Now, back to almost regular programming.

I recently moved into a new apartment, and during the packing sessions, I realized that I have a lot of clothes and shoes. It was over double of what I originally brought to the place the year before. That’s some crazy expansion! At times, I would go into my closet and I could not find the piece I wanted because it was buried away somewhere. When it got messy, it was pretty unmanageable and sometimes, I’d be frustrated because I didn’t have anything to wear!

It’s not that I don’t have things to wear, but I couldn’t find it because I had so much other junk.

So, to prevent additional growth, I’m gradually paring it down. I went through each and every item and asked myself,

“Have I worn this lately?
Would I wear it in the future?
And can it create multiple outfits?”

If the answer was a resounding NO, it went to the donation pile. If the answer was YES, then it was carefully put back into the closet.

Every once in a while, I’ll sell my clothes to Buffalo Exchange, Plato’s Closet, and the like, but I find that I don’t really shop there, and it’s not worth the pain of seeing a brand new, but too big For Joseph dress (original price $165) get marked down to $15 because few people have heard of this LA designer. It was marked less than a Urban Outfitters dress that I got for $30.

Therefore, I prefer to donate everything to Goodwill or Salvation Army. That way, I have a charitable donation that brightens up someone’s day who really needs these clothes.
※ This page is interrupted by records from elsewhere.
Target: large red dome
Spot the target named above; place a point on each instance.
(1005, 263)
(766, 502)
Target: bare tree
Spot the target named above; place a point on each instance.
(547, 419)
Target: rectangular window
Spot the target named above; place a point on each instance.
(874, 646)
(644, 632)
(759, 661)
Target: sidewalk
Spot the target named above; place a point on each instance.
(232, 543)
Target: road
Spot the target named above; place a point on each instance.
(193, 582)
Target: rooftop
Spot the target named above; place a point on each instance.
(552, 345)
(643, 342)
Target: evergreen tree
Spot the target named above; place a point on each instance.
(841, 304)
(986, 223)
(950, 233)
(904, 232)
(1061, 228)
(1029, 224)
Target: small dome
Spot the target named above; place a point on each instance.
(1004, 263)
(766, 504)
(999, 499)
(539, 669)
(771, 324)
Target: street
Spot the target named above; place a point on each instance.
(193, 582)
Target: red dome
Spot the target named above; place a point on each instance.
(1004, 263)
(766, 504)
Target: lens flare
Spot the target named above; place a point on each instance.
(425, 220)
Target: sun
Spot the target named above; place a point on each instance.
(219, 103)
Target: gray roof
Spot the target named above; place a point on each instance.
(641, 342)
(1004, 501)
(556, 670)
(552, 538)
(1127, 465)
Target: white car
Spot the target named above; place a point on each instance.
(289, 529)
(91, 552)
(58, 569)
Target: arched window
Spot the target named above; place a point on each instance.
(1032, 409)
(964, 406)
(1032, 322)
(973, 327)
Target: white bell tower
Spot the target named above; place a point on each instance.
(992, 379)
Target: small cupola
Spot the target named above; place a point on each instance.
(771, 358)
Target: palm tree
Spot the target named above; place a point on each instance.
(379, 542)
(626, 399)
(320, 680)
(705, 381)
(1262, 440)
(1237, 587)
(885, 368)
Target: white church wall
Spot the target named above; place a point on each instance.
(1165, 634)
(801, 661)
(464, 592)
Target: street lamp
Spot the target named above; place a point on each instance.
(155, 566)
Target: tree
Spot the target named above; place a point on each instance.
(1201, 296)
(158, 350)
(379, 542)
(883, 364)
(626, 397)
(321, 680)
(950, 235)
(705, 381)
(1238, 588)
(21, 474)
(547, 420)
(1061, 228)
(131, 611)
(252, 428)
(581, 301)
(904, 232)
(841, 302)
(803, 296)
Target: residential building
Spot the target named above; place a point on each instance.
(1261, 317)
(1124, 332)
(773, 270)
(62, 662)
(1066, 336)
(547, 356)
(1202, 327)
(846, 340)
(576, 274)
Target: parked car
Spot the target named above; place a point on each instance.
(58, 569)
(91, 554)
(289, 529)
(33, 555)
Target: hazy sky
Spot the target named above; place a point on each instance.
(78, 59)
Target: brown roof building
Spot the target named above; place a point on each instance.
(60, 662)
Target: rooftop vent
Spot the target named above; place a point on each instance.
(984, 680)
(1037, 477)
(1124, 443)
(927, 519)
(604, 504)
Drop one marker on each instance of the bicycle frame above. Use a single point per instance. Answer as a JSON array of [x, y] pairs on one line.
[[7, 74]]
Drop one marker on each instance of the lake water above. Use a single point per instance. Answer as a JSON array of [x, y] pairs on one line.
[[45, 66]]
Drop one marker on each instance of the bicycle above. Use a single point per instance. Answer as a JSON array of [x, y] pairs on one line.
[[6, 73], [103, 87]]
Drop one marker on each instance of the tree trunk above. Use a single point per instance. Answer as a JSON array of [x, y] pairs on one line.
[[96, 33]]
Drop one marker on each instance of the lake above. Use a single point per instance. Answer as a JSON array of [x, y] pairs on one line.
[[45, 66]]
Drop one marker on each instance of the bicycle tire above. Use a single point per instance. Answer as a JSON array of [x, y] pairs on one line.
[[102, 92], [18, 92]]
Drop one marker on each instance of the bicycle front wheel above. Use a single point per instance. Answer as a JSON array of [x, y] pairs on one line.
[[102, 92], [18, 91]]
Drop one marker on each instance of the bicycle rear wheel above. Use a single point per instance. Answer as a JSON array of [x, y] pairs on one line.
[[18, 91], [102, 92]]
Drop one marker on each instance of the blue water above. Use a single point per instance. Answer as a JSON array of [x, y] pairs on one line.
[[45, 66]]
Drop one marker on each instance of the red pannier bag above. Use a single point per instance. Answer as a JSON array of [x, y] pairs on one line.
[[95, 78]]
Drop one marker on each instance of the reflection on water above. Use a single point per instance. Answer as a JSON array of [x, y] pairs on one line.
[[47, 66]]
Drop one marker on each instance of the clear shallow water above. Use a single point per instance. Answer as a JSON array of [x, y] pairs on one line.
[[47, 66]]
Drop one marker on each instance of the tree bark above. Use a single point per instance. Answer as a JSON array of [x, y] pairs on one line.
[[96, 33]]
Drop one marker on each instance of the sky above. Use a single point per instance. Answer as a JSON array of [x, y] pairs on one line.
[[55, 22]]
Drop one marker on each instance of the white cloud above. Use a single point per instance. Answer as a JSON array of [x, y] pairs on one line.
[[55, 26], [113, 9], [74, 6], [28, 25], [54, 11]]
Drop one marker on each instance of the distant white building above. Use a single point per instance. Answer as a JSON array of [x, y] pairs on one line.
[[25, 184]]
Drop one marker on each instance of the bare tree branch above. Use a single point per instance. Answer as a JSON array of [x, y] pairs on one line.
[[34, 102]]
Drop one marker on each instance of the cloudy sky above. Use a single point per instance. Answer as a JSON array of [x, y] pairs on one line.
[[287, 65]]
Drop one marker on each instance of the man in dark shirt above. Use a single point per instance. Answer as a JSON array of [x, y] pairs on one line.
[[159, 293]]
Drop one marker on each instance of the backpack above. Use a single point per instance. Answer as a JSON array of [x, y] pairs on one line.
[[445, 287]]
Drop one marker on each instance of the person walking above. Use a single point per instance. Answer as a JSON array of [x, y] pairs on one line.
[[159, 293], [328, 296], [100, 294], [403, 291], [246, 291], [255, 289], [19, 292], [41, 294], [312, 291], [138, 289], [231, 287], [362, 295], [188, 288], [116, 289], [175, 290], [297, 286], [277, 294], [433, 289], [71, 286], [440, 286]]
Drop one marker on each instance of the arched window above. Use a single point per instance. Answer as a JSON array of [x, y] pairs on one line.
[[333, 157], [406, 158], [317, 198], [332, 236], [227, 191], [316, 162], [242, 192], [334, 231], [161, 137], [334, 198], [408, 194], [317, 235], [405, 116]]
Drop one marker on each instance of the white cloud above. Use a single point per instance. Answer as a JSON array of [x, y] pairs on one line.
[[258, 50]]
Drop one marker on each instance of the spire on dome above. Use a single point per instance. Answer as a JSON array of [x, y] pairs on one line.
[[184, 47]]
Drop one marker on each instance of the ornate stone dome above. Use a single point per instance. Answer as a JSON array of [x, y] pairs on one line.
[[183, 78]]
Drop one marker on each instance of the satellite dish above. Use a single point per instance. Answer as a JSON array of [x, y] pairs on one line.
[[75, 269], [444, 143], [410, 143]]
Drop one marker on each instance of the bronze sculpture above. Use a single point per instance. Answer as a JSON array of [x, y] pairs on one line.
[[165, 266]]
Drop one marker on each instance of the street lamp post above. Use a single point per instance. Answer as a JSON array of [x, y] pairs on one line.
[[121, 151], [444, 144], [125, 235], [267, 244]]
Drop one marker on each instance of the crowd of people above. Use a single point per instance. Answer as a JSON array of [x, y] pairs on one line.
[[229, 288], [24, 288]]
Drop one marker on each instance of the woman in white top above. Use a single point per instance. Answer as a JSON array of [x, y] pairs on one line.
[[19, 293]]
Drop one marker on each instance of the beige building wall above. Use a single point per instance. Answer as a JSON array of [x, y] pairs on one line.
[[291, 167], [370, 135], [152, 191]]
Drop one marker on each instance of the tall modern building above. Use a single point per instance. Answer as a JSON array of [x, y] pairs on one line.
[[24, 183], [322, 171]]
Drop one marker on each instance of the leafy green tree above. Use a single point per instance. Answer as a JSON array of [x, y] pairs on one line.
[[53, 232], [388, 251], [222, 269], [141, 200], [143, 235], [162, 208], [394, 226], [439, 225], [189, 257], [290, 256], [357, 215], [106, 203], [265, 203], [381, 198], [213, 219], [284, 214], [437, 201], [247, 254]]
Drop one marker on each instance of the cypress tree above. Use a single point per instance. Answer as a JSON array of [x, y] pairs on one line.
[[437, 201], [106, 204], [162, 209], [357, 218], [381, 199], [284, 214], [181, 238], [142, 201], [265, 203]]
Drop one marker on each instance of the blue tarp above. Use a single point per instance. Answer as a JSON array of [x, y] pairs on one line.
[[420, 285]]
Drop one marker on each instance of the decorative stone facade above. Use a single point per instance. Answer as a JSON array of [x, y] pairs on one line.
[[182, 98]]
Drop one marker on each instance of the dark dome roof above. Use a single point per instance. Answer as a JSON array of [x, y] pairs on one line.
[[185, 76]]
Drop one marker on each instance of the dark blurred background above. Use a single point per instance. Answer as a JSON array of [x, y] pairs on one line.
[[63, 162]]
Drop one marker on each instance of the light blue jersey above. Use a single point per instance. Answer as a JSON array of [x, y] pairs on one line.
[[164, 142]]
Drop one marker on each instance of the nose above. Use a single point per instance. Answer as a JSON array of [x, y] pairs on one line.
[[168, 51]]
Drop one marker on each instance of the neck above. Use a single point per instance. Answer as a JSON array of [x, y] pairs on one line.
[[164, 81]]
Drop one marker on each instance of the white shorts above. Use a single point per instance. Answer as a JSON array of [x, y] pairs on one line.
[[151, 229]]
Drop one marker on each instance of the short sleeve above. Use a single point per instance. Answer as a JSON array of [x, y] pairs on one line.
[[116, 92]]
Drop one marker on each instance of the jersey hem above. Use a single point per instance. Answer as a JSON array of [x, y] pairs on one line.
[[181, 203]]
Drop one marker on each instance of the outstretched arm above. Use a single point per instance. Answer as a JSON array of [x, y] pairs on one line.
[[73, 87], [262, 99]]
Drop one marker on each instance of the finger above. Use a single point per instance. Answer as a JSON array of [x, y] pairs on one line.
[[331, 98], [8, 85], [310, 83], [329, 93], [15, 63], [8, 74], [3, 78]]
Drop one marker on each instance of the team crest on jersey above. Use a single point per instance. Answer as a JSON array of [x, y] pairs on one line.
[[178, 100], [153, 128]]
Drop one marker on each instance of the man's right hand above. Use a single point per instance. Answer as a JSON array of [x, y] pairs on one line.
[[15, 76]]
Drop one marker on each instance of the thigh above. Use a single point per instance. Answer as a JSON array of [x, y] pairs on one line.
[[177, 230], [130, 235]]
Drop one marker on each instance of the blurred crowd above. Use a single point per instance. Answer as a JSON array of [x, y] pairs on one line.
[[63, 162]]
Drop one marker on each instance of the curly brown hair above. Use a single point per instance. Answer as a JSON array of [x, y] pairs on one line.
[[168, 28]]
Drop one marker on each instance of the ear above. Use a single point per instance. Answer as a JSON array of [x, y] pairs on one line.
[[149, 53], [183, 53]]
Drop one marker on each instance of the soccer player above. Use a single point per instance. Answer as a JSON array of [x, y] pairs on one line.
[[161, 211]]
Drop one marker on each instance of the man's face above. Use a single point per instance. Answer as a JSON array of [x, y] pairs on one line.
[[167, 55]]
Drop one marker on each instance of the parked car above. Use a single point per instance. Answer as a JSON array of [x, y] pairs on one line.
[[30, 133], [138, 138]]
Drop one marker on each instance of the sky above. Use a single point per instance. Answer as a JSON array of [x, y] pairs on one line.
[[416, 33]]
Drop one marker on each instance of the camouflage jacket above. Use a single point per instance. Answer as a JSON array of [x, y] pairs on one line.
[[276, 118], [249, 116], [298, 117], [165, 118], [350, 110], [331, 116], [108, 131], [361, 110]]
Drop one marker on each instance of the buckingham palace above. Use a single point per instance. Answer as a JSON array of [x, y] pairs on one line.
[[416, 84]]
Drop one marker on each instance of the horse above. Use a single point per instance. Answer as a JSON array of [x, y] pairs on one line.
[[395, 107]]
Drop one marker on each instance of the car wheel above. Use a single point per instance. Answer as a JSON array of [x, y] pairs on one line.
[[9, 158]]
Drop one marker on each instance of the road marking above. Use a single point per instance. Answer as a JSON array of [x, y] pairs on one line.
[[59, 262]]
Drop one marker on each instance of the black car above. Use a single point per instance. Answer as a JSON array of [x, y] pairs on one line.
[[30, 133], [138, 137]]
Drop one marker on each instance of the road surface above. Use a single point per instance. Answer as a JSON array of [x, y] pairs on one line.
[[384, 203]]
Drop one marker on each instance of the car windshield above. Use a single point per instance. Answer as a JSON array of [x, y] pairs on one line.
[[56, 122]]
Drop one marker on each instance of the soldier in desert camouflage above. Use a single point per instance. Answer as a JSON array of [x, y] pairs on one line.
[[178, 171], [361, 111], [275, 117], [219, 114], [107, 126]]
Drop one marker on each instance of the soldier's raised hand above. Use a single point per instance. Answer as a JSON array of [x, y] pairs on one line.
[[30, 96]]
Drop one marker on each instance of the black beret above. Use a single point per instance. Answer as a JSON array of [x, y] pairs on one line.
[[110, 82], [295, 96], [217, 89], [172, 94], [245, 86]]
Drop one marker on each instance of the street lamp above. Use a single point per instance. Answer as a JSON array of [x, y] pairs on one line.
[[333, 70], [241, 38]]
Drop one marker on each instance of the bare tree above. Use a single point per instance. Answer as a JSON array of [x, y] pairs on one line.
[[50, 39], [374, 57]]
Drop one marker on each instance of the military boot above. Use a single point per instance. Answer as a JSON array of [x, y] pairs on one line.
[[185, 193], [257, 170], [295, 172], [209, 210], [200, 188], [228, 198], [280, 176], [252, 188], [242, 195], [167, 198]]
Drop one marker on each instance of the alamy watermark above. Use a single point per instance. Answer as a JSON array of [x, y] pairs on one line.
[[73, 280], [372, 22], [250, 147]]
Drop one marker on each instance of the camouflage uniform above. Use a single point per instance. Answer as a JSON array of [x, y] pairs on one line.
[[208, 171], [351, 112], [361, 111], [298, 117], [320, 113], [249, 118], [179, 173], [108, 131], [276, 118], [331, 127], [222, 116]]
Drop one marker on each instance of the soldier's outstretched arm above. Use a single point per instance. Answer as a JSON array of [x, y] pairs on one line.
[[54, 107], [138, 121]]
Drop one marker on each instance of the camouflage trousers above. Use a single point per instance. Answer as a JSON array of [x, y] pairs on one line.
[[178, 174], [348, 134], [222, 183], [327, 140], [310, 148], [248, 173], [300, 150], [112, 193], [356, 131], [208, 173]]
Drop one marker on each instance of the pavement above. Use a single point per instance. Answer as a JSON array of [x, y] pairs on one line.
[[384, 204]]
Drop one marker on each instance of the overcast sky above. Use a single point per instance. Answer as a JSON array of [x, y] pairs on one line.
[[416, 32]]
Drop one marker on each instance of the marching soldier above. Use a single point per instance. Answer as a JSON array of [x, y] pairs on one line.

After the first round, I made sure that I had less than 365 items of clothing and shoes as my personal goal and luckily I’m still way under! I can mix and match to create countless different outfits with my current wardrobe, so why purchase more? I’m pretty sure I can wear a different outfit everyday for a year and I’m sure people would still think that I have a never-ending supply of clothes. But I don’t.

Here are a couple of tips I’ve picked up to having a great wardrobe:

  • Sort clothes according to the type like putting all jackets together
  • Fold t-shirts and sweaters to prevent them from stretching out
  • A shoe rack or clear storage containers to see your shoes better when matching an outfit
  • If a garment needs special attention, like leather, wool, or silk, make sure it’s stored properly so it lasts longer
  • Have a set number of hangers so when it’s all filled up, then it’s just a matter of replacing items instead of adding items to your closet

What do you do to keep your closet manageable and organized?


One Response to “Closet Therapy”

  1. PetiteAsianGirl November 5, 2009 at 9:37 PM #

    How funny! I wrote a super similar post on my old blog (link attached in the “website” field of this comment form in case you were interested). Guess we think alike.